I've been getting into the nitty gritty of the haskell typesystem and trying to get at the fine points of type classes. I've learned a heap, but I'm hitting a wall on the following pieces of code.

Using these Class and Instance definitions:

class Show a => C a where
  f :: Int -> a

instance C Integer where
  f x = 1

instance C Char where
  f x = if x < 10 then 'c' else 'd'

Why is it that this passes the type checker:

g :: C a => a -> Int -> a
g x y = f y

yes :: C a => a -> Int -> String
yes x y = show (g x y)

but this doesn't?

g :: C a => a -> Int -> String
g x y = show(f y)

I find the second alternative much more readable, and it seems to be only a minor difference (note the type signatures). However, trying to get that past the typechecker results in:

*Main> :l typetests.hs
[1 of 1] Compiling Main             ( typetests.hs, interpreted )

typetests.hs:11:14:
    Ambiguous type variable `a0' in the constraints:
      (C a0) arising from a use of `f' at typetests.hs:11:14
      (Show a0) arising from a use of `show' at typetests.hs:11:9-12
    Probable fix: add a type signature that fixes these type variable(s)
    In the first argument of `show', namely `(f y)'
    In the expression: show (f y)
    In an equation for `g': g x y = show (f y)
Failed, modules loaded: none.

And I don't understand why.

Note: Please don't ask "What are you trying to do?" I would hope it is obvious that I'm just messing around in an abstract context in order to probe the way this language works. I have no goal in mind other than learning something new.

Thanks

This is where a fun toy comes into play. Consider the standard Prelude function asTypeOf.

asTypeOf :: a -> a -> a
asTypeOf = const

It just returns its first argument, no matter what the second argument is. But the type signature on it places the additional constraint that both of its arguments must be the same type.
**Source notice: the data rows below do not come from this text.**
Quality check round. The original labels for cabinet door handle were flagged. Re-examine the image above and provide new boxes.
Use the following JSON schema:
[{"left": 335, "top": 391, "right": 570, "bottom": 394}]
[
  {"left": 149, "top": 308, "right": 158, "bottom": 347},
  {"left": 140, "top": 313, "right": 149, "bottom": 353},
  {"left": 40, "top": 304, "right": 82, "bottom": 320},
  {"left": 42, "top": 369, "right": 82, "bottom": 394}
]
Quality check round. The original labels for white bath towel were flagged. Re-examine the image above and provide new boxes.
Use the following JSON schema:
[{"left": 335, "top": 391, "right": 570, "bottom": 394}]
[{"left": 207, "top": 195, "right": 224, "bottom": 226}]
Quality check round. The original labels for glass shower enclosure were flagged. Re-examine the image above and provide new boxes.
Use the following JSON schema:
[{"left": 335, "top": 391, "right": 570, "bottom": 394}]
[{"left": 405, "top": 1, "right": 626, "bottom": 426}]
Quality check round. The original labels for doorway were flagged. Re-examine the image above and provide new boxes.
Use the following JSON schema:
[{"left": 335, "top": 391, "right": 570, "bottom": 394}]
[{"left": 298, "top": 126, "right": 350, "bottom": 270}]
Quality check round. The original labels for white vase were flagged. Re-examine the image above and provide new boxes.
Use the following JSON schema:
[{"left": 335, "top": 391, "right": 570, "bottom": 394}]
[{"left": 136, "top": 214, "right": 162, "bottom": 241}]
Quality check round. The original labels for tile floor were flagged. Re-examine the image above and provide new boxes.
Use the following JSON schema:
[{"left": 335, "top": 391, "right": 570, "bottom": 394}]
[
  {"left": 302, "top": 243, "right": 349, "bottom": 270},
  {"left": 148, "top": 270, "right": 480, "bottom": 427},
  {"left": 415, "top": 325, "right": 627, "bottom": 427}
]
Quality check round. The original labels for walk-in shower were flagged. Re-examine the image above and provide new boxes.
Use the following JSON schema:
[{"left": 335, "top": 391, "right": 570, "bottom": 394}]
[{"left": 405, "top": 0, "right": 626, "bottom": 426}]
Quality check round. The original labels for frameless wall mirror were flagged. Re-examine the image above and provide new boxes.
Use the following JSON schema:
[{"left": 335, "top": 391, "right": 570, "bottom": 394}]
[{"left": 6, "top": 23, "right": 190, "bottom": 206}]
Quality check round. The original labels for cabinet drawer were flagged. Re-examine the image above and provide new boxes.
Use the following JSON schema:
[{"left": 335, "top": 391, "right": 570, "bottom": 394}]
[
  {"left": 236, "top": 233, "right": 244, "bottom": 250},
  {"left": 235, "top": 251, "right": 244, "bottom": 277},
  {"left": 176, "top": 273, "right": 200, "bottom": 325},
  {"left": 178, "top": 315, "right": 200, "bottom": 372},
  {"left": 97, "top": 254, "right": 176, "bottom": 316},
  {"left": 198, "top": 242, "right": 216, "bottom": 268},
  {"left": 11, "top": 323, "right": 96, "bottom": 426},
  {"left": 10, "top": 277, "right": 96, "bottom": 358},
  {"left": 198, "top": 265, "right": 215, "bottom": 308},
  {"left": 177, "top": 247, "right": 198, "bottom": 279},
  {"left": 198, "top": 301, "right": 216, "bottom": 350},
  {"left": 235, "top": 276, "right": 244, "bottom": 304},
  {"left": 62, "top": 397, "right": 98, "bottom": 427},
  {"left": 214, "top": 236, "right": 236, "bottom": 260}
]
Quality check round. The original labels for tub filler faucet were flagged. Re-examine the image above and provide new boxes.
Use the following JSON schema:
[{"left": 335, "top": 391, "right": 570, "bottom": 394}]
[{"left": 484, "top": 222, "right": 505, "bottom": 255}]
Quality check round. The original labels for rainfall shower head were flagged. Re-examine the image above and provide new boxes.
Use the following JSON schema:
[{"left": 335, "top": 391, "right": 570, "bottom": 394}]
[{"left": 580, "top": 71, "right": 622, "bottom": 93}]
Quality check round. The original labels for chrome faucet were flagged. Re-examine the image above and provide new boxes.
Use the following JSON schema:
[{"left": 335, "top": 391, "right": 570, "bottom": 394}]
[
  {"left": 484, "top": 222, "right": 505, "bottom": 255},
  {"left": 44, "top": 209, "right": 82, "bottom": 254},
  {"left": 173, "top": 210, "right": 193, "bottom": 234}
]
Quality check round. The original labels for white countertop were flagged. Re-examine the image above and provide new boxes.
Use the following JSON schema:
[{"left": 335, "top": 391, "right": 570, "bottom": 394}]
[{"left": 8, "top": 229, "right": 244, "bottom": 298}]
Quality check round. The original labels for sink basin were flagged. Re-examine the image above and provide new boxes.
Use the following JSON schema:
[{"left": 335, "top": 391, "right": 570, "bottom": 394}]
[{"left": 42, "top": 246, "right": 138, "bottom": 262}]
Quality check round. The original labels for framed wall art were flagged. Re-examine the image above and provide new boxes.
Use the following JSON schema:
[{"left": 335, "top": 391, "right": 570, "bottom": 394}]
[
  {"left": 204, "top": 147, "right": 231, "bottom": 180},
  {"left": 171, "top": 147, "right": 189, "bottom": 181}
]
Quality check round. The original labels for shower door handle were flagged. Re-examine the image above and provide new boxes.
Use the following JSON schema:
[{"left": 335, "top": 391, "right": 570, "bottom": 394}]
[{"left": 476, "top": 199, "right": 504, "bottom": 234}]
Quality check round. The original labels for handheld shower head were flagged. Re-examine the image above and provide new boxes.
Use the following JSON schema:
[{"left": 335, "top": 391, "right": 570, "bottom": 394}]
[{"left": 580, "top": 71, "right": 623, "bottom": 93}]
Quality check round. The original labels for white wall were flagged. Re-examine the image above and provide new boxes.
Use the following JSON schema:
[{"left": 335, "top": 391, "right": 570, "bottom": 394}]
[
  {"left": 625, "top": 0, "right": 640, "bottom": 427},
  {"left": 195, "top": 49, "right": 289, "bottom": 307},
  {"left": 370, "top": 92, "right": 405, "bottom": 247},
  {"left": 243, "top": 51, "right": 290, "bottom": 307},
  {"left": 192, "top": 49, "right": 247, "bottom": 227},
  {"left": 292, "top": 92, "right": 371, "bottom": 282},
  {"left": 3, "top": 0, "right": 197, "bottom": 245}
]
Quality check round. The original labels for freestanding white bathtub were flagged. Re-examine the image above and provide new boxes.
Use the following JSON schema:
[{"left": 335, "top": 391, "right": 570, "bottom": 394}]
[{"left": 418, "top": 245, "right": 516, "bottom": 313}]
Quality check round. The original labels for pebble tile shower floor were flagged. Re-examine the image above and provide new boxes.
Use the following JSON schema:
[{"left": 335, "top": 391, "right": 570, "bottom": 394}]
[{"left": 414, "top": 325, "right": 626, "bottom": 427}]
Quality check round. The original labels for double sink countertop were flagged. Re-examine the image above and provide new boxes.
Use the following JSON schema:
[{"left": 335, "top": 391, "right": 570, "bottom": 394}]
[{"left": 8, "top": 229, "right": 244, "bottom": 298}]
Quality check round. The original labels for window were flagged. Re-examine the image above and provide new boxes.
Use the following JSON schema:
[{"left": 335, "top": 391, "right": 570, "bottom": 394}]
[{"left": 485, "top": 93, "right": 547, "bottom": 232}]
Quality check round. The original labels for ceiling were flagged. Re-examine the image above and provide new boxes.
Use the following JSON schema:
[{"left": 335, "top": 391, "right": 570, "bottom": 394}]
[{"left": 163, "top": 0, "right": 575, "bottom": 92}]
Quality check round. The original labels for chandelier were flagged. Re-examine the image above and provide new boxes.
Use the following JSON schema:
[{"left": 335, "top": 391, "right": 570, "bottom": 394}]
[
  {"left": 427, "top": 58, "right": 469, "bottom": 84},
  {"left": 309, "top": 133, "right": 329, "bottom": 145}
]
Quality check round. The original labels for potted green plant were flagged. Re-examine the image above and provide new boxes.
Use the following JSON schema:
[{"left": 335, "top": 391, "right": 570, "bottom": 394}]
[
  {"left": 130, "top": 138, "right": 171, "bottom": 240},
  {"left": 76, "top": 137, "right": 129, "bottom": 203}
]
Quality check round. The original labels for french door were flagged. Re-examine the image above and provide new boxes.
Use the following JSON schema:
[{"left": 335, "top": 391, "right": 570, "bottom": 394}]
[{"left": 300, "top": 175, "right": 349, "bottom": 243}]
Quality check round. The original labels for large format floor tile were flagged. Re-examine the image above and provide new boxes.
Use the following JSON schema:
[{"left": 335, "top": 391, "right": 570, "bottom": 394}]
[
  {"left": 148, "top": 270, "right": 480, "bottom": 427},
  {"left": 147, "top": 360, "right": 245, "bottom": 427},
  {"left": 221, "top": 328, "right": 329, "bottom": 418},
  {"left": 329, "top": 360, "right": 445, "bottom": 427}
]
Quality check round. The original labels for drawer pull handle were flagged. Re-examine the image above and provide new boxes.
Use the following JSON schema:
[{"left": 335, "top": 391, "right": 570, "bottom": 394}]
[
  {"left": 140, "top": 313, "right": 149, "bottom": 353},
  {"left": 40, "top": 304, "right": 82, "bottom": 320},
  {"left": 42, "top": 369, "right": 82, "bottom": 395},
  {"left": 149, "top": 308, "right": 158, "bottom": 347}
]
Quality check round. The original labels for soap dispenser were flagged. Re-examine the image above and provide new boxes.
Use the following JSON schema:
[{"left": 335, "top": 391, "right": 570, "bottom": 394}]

g :: C a => a -> Int -> String
g x y = show (f y `asTypeOf` x)

Now, GHC knows what the type of f y is. It's the same as the type of the first argument to g. Without that information, well, you get the error message you saw. There just wasn't sufficient information to determine the type of f y. And because the type is important (it's used to determine which instance to use for show), GHC needs to know what type you mean to generate code.

This is a variant of the notorious show . read problem. The classic version uses

read :: Read a => String -> a
show :: Show a => a -> String

so the composition might seem to be a plain old String transducer

moo :: String -> String
moo = show . read

except that there is no information in the program to determine the type in the middle, hence what to read and then show.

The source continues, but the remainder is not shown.